The Blood Spell (Ravenspire, #4)(94)



Martin leaped to his feet, his fist lashing out at one of the guards. The other two slammed him into the table and pressed him forward until he was bent at the waist, his arms held firmly behind his back, his cheek lying against the wood as he locked eyes with the prince.

Pieder made a strangled noise in the back of his throat and began crawling across the table toward Martin, while Louis drew his sword.

“Stop!” Kellan held up his hand and waited until he was sure he had both Pieder’s and Louis’s attention. “You will have justice, but you will have it within the confines of the law. He owes each of you a blood debt. The crown offers to strip his immediate family of their noble titles and their place on this council and allow the two of you to choose which distant relation of his may have his place here. Further, his wealth and business holdings will be divided between the two of you, though we will hold in escrow an amount sufficient for the upkeep and security of the Roche quarter and kingdom holdings until we are satisfied that the person you’ve chosen as his replacement is capable of sustaining their obligation to their quarter and to the crown.”

“How could you?” Louis spat, his voice trembling with rage as the guards pulled Martin to his feet again. “You have a daughter of your own.”

Martin clenched his jaw and looked at the floor.

Kellan waited as Pieder and Louis hurled questions and accusations at Martin, their grief a wild, feral thing that filled the room until it seemed the air was growing thick with its fury. When the two men were spent, Kellan said quietly, “Martin Roche, pending the presentation of evidence to this council, you are hereby sentenced to death by hanging. I will give you one day in our dungeons so that your family may visit you to say their good-byes. It’s one day more than you gave to Marisol and Genevieve, and I want you to know that I do that as a courtesy to your family, and not to you.”

Martin spat at the floor, and the guards dragged him from the room. Kellan waited until he was sure the guards had had enough time to secure Martin in the dungeons before presenting the evidence, taking a vote on the verdict, and then dismissing the meeting. Once the last representative left, he sagged into the closest chair and covered his face with his hands.

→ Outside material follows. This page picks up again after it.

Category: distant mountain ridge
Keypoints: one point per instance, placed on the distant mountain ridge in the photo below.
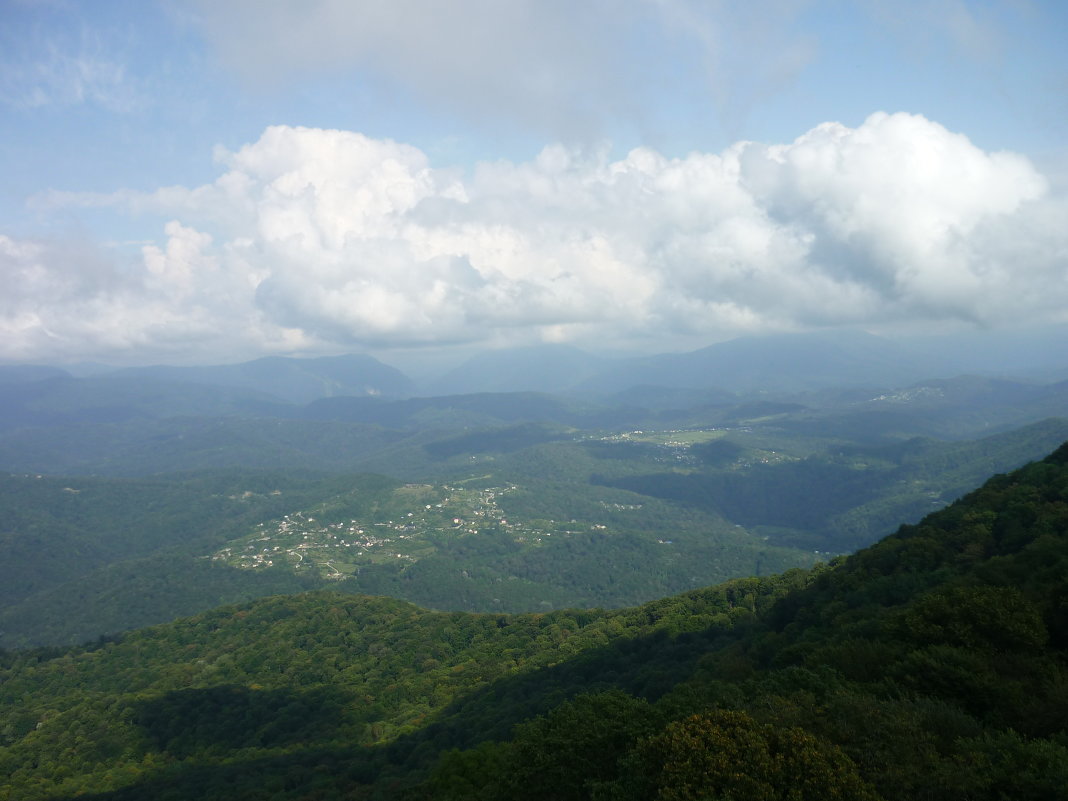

The queen’s dress rustled as she sank into the chair beside him. Softly, she said, “You did well. I’m proud of you.”

He dropped his hands and met her eyes. “He didn’t even have it in him to apologize to them. To own the fact that he was willing to sacrifice their children for his own lust for power.”

“It’s an awful thing to see someone so corrupted by their own desires that they stop caring about how their actions affect others.”

Kellan stiffened. “If you’re comparing what happened with Blue in the garden to Martin—”

“I’m not.” She wrapped one hand around his and squeezed firmly. “There’s a vast difference between killing someone for power and kissing someone you can’t have because you’ve fallen in love.”

He was quiet for a moment, and then he said, “I didn’t mean to fall in love with her.”

The queen laughed sadly. “I know you didn’t. And if I’d ever dreamed there was a possibility of the two of you dropping your constant bickering in favor of kissing, I’d have put a stop to you visiting both the farmhouse and the shop long ago.”

“I don’t know how I’m going to offer to marry someone else.”

She gathered him to her and held him. For a long moment, he let himself be comforted, but then he pulled away. She didn’t have to tell him that he was going to have to master his heart and do his duty. He already knew it. His destiny was a long corridor carved from stone, and there was no changing it.

As if she could see the direction of his thoughts, she said quietly, “The ball is coming, and we’ll need to make the betrothal announcement.”

“I know.”

She waited as he scrubbed his hands over his face again before finally saying, “I’m going to choose Emmaline Perrin. I like her, she’s kind to Nessa, and I think we’re going to need a strong alliance with the military between our current problems with the Roches and the Faures.”

“That’s a good choice,” she said quietly, stone threading her words with the strength that had kept her on the throne long after her husband’s death, fighting to keep her kingdom together while she prepared her son to take his father’s place. “Now, let’s get some rest so we can be at our best during the ball.”

He rose, offered her his hand to help her to her feet, and then left the council room with purpose in his thoughts and a lonely ache in his heart at the thought of dancing at the ball with anyone but Blue.





THIRTY-NINE

BLUE DIDN’T RETURN home after kissing Kellan in the garden. She couldn’t face the thought of talking to Dinah, or worse, being asked to go down in the root cellar again. Instead, she went to Grand-mère’s, where Pepperell waited on the porch and dinner was quickly magicked onto the table.

If Grand-mère wondered why Blue was so subdued, she didn’t ask. Instead, she filled the evening with hugs and pastries and lovely stories about Blue’s mother as a child. When bedtime came, she tucked Blue in the way she’d done when Blue was small, sang her the lullaby her mother had written, and left a very sleepy Pepperell curled up on one side of Blue’s pillow to guard his mistress’s dreams.